Both deeply personal and with a lot of deep truths that are essential to surviving life in the colony - some of the best poetry I've read all year full of gut punches and tender moments.
Ellen van Neerven goes from strength to strength with their writing, and especially so in this powerful and self-assured second poetry collection. Playful and witty, muscular and raw, van Neerven, a Mununjali Yugambeh author, interrogates colonisation in a way that demands our attention and indeed our signature to a Treaty between Reader and Author that felt as much like a pact as an invitation to commit to the truth of our colonial history.
Ellen van Neerven is a queer writer and editor of Mununjali Yugambeh and Dutch heritage and Throat is their second collection of poetry, following Comfort Food and their first book, the fantastical story series Heat and Light, which does exactly what it says on the cover, radiating both like a warm river at sunset. Throat is another generous gift of magic-making.
Throat is separated into five sections. The first three address memory and growing up, whiteness and colonialism, and queerness, respectively. The fourth section, speaking out, is a series of poems that take their titles from words in the poem that opens the section, and honour female ancestors and women's work. The final section, take me to the back of my throat, seems to chart recovery from a break-up. But ultimately the poems in Throat resist this simple categorisation, and themes recur throughout. They are wonderfully fluid things, like the rivers and waterways that flow through the collection. Read more on my blog
I have so much love for the poet, and the poetry, which whispers, wryly observes, challenges, howls and confirms: continued resistance, continued survival.
On the sovereignty of, and continuing injustices dealt out to, our First Nations peoples (at p.5):
"sovereignty was never ceded. why do we need to reference the invasion, we are continuing our ancestors' talk.

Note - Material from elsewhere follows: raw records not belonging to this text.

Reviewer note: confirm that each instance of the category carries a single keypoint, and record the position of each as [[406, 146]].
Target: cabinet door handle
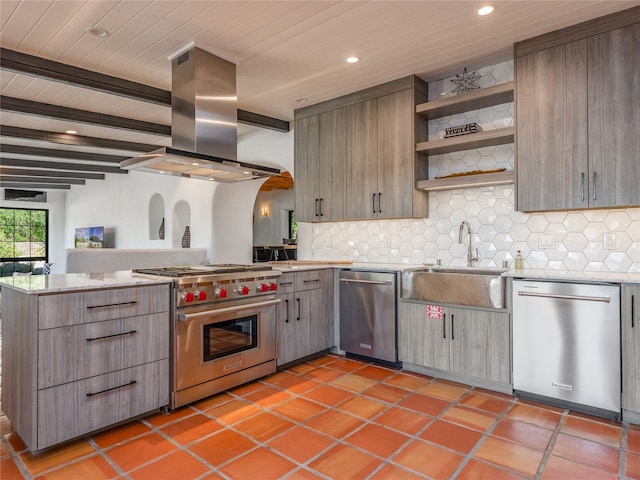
[[452, 331], [286, 303], [108, 305], [444, 325], [111, 336], [132, 382]]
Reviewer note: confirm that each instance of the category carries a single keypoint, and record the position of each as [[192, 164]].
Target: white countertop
[[611, 277], [57, 283], [565, 275]]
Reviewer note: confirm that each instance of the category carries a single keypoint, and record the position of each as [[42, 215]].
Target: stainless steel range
[[224, 327]]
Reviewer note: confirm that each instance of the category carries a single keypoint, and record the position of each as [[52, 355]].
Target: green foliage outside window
[[23, 234]]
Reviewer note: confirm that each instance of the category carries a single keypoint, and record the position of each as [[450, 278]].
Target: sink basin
[[472, 286]]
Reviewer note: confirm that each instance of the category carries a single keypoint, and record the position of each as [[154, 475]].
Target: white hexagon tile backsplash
[[588, 240]]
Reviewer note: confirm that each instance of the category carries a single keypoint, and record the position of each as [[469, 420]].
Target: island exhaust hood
[[204, 124]]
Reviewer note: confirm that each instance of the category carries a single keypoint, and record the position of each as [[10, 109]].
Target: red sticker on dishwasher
[[434, 311]]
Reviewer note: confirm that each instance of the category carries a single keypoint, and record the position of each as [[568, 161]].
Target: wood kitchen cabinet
[[305, 315], [365, 155], [631, 352], [81, 361], [463, 341], [380, 153], [577, 116], [320, 146]]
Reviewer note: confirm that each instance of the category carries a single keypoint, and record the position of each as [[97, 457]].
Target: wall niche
[[156, 217]]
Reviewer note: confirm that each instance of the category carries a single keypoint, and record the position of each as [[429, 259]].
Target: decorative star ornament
[[465, 82]]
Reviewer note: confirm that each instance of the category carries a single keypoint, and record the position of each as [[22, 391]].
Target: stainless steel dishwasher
[[566, 345], [368, 316]]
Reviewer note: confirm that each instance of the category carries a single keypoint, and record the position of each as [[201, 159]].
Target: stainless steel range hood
[[204, 124]]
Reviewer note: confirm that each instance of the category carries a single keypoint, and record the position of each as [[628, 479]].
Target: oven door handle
[[184, 317]]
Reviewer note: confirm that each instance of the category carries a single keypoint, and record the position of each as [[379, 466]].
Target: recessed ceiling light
[[98, 32]]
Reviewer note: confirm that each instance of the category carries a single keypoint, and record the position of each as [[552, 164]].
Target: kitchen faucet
[[470, 257]]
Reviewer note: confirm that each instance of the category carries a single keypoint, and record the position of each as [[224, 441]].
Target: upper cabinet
[[577, 116], [355, 155], [320, 166]]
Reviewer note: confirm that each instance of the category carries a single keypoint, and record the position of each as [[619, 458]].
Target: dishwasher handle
[[369, 282], [586, 298]]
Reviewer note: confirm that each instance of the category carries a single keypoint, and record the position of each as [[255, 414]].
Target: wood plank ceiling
[[115, 90]]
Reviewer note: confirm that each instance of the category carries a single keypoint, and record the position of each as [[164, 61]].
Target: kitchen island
[[82, 352]]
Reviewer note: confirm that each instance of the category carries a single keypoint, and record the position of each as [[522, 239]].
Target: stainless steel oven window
[[221, 339]]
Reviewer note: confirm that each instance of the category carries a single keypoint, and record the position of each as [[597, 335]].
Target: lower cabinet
[[463, 341], [305, 316], [631, 349], [76, 362]]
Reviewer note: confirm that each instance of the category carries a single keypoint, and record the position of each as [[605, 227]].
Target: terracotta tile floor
[[338, 418]]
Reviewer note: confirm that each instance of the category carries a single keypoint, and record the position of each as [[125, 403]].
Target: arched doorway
[[274, 227]]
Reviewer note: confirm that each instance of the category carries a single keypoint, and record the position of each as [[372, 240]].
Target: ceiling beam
[[32, 172], [30, 107], [28, 180], [57, 186], [74, 167], [56, 153], [262, 121], [75, 140], [62, 72]]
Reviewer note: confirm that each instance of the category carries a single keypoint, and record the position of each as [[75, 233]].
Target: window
[[23, 238]]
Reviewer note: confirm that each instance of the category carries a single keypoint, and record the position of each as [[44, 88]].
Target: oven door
[[214, 341]]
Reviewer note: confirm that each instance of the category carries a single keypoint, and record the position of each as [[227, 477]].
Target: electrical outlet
[[609, 241], [545, 241]]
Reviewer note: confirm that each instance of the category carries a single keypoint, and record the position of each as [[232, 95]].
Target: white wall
[[220, 214]]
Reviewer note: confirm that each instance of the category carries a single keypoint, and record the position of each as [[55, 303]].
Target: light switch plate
[[609, 241]]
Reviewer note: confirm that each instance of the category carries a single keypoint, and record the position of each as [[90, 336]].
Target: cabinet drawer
[[75, 352], [308, 280], [77, 408], [287, 283], [98, 305]]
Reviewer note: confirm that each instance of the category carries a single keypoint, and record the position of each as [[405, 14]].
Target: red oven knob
[[188, 297], [221, 292], [201, 295]]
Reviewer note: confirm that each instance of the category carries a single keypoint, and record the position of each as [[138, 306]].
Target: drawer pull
[[111, 336], [89, 307], [132, 382]]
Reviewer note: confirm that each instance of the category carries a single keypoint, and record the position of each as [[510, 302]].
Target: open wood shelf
[[499, 136], [467, 181], [473, 100]]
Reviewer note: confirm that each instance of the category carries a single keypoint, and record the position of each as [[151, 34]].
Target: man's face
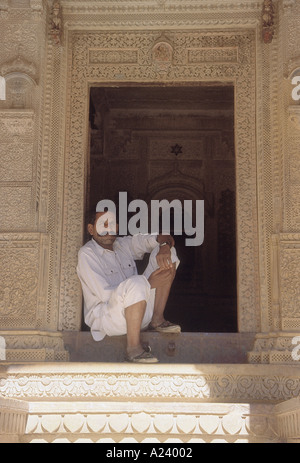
[[105, 240]]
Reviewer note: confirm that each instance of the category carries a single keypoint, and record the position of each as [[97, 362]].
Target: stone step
[[119, 402], [169, 348]]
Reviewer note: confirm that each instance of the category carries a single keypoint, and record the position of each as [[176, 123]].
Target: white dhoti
[[132, 290]]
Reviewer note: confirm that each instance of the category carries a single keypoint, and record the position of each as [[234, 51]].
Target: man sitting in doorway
[[118, 301]]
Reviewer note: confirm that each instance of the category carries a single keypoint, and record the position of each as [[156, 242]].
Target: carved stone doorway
[[175, 142]]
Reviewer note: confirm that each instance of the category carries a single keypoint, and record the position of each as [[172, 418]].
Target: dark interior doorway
[[170, 142]]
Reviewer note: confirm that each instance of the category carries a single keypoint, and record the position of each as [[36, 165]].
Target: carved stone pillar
[[25, 241]]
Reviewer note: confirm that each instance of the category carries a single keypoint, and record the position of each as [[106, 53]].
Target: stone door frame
[[180, 57]]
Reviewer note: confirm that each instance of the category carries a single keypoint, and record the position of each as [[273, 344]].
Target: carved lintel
[[268, 21]]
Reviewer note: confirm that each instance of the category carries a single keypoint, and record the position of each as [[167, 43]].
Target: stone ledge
[[168, 382], [172, 348]]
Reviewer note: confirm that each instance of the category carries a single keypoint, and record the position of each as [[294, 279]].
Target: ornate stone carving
[[268, 21], [23, 262], [294, 116], [56, 23]]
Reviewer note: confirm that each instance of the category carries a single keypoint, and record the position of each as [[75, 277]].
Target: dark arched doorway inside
[[175, 143]]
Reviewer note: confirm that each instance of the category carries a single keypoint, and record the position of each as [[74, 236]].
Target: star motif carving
[[176, 149]]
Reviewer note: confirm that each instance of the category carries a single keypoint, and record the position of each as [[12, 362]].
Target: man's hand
[[163, 257], [161, 277]]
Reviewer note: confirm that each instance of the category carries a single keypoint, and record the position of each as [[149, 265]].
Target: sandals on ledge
[[165, 327]]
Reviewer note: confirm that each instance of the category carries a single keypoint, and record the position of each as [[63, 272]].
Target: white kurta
[[110, 282]]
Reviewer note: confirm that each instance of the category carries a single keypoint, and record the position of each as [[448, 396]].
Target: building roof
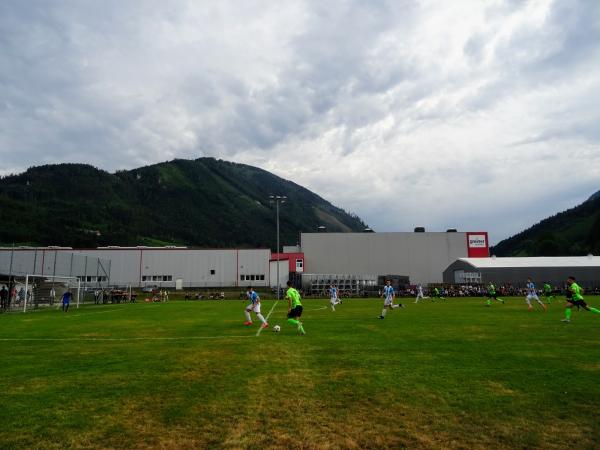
[[542, 261]]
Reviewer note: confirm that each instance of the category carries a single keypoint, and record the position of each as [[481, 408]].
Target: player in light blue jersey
[[532, 295], [389, 295], [66, 300], [254, 305], [333, 293], [420, 295]]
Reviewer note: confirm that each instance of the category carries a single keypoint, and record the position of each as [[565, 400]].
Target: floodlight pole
[[277, 199]]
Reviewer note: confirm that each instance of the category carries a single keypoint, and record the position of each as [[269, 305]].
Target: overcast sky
[[478, 115]]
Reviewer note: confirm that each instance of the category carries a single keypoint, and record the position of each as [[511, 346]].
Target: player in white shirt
[[389, 295], [532, 295], [254, 305], [333, 292], [420, 295]]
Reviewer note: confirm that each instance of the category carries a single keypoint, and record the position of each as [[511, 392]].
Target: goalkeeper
[[574, 298]]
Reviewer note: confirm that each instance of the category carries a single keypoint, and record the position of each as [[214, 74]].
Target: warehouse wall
[[48, 261], [517, 276], [197, 268], [421, 256]]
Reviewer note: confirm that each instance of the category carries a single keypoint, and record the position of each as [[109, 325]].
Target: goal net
[[47, 291]]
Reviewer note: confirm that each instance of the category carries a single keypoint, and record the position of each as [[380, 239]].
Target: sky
[[475, 115]]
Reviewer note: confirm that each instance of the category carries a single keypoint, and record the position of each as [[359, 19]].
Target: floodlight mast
[[277, 199]]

I can close my eyes and you are gone - that's the power of Country....
can we be post-gravity too? post-cop-killers and post-take-the-children-away? ....
courage is telling them what you think of that play. that script they try and write us in will no longer contain us. bring me a new coat of oppression. this one's wearing thin."
On divergent timelines, at page 40: "sacred ground beating heart ancient sound feeding art"
On violence against women, at page 47: "no more women unheard behind the wall no more women dead over unpaid fines no more women dead by men it must end"
On the treaty between poet and reader, at pages 61 - 62: "English is the requisite language of this treaty but ideally the agreement would be tabled in Yugambeh.
Here we recognise my sovereignty and agree that I exist independently of the Australian Government and I am capable of entering into agreements without government intervention.
I'm not sure whom I'm entering into this agreement with. Are you whitefella, blackfella or a fella of another colour? Whose Country do you belong to and whose do you occupy? What is our relationship with each other? What are our expectations of each other? ....
Who is the custodian of this book? How do we co-exist on this page? How can we re-imagine custodianship? Is this an agreement or a series of unanswered questions?
Are you willing to enter an agreement that is incomplete and subject to change?"
On the poet, at page 86: "Let's make this the most exciting day. We'll remember my heart as a t-shirt ripping under the arms."
Another outstanding collection for Ellen Van Neerven. I'm not sure if I enjoyed this as much as Comfort Food, but I also read this in an insomnia haze at 2am so I think I'll need to reread the both of them once I have the chance.
An exceptional book of poetry that teaches culture and gender and acceptance through a natural patience, yet there's no denying there's urgency, too. Van Neerven's openness is a welcoming one, an inclusive one, an enviable one. If you're wondering what poetry to give the children so they don't grow into poetry-hating adults or, regrettably, bigots, it's this one.